Interaction and coordination of stakeholders

As previously indicated, EsTC builds on two foundations: the essential services approach of international health and the development of systems for trauma management of individual countries. Each of these involves a variety of political modes of implementation:

— central planning through ministries of health;

— promotion through professional societies and networks (such as the Prevention of Maternal Mortality Network in West Africa);

— technical assistance from WHO headquarters, regional offices and country offices;

— laypeople in grass-roots lobbying, as involved in promoting essential drugs programmes.

It is envisioned that the EsTC process in individual countries might involve similar interplays. This might involve such activities as professional societies involved with trauma care in individual countries meeting with members of the Ministry of Health. One or both might draw up a preliminary plan for what needs to be promoted on the basis of a local adaptation of the Guidelines for essential trauma care. This might result in widespread and, hopefully, low-cost improvements in trauma services. It might also result in pilot projects in limited geographic areas with appropriate research into operations and assessment of outcomes to decide how best to scale up such activities nationwide.

Throughout all of this, there could be a role for lay groups, including survivors or relatives of people killed or disabled by trauma. Such concerned citizens might help to exert the needed influence to help promote implementation of these guidelines. Unfortunately, there is a growing number of such individuals worldwide.
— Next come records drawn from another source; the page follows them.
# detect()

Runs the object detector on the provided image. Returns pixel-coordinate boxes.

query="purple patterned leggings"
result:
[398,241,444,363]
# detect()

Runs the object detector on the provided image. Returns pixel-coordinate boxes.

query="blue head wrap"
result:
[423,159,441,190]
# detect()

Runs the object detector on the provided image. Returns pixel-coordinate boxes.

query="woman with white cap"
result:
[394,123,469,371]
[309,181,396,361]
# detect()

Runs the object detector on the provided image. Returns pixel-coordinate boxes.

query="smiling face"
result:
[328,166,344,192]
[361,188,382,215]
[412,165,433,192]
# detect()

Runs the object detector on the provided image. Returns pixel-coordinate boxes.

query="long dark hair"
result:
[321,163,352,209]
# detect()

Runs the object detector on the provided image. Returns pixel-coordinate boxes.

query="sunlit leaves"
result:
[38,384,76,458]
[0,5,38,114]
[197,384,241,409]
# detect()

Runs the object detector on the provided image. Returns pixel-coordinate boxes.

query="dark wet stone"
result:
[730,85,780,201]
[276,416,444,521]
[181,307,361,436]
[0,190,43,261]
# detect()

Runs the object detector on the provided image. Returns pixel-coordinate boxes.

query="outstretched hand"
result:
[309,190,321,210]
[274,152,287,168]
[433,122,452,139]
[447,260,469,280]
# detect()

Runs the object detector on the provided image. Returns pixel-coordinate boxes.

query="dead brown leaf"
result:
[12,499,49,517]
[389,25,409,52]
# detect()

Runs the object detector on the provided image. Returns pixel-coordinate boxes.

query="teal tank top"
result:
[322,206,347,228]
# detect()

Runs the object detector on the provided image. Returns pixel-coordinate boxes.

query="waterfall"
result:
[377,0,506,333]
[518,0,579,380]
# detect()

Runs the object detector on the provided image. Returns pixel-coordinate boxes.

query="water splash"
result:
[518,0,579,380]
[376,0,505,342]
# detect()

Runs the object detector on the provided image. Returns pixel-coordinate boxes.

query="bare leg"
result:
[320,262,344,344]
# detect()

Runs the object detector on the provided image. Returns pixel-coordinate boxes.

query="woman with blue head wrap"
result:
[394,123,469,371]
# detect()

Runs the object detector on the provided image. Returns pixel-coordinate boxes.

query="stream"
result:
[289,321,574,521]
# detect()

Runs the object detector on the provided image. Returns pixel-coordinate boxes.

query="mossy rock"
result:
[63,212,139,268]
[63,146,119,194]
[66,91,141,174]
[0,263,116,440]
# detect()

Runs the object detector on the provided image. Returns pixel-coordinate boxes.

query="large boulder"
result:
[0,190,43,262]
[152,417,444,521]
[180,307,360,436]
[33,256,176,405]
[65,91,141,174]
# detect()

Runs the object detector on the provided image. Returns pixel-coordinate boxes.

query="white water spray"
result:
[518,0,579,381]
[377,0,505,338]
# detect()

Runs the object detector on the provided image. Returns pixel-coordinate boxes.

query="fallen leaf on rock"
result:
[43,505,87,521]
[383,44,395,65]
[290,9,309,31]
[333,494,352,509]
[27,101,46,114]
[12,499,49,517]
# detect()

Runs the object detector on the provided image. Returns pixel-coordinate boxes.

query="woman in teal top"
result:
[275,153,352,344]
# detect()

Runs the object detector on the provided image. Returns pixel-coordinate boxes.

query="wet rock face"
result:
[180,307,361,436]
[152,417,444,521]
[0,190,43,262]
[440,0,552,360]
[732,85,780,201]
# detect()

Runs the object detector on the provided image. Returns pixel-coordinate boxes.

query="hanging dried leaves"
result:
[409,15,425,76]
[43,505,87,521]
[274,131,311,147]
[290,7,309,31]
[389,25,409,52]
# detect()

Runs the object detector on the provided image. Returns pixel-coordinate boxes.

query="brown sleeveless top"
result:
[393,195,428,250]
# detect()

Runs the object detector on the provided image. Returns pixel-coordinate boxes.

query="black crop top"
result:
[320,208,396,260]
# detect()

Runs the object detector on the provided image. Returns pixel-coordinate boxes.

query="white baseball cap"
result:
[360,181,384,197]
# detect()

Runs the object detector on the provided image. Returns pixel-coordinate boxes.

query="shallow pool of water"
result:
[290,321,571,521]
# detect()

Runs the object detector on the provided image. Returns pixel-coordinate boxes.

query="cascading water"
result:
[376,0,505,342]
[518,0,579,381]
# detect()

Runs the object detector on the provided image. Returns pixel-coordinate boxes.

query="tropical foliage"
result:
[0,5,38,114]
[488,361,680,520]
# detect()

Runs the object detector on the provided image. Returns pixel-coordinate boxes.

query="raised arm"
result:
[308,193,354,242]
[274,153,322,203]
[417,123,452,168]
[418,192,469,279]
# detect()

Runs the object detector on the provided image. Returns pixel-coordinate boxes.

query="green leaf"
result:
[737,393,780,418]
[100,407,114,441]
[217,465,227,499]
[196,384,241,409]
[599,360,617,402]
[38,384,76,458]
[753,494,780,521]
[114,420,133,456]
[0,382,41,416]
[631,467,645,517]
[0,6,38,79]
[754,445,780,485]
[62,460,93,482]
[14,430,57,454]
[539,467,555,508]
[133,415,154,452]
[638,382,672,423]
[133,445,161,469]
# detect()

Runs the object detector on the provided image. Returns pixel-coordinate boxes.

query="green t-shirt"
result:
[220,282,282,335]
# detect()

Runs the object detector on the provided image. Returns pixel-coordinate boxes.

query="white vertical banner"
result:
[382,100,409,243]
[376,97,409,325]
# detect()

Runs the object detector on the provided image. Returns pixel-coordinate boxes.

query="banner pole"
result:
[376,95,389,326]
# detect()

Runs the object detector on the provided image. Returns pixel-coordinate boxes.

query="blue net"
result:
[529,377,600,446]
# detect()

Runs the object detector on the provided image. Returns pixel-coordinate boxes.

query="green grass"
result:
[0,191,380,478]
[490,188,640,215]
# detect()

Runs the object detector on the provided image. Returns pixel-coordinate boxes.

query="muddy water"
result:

When efforts to improve trauma services according to the Guidelines for essential trauma care are undertaken, we must consider how these will ultimately be provided and how they are to be integrated into existing governmental administrative structures. The current guidelines focus on facility-based trauma care. However, the trauma care delivery system in a country, a province or a given geographical area encompasses all phases of care, from pre-hospital care to acute care and rehabilitation. It is important that good coordination be ensured between all components of trauma care. In addition, the success of a programme for essential trauma care in a given country will depend on its implementation and dissemination at the grass-roots level, enactment of the guidelines in national policies, and constant monitoring and evaluation of the programme. To facilitate the above-mentioned tasks, it is recommended that appropriate institutional mandates be created at national, provincial and local levels, where such authority does not already exist. National governments need enhanced capacity to be able to focus upon and act to upgrade their trauma services.

In many countries, emergency services, including those for trauma care, are monitored collectively by an EMS authority. Diverse arrangements are operational in some health systems in some countries, and even provinces within a country. Local circumstances may require an existing apex agency to adopt EsTC as an additional responsibility.

An EsTC programme in a country should preferably be led by a national agency, which should build broad consensus about the Guidelines for essential trauma care nationally and allow accommodation of local ideas and innovations. The Guidelines constitute a flexible template. Innovative ideas to augment physical or human resources with local input will ensure a sense of ownership among local stakeholders. Such an agency should represent all stakeholders in the delivery of trauma care, including representatives with political, administrative, professional and technical backgrounds. Donor agencies, voluntary organizations and community groups may be included. Larger countries and provinces may wish to organize an appropriate hierarchy for EsTC in smaller geopolitical areas to maintain smooth functioning and coordination.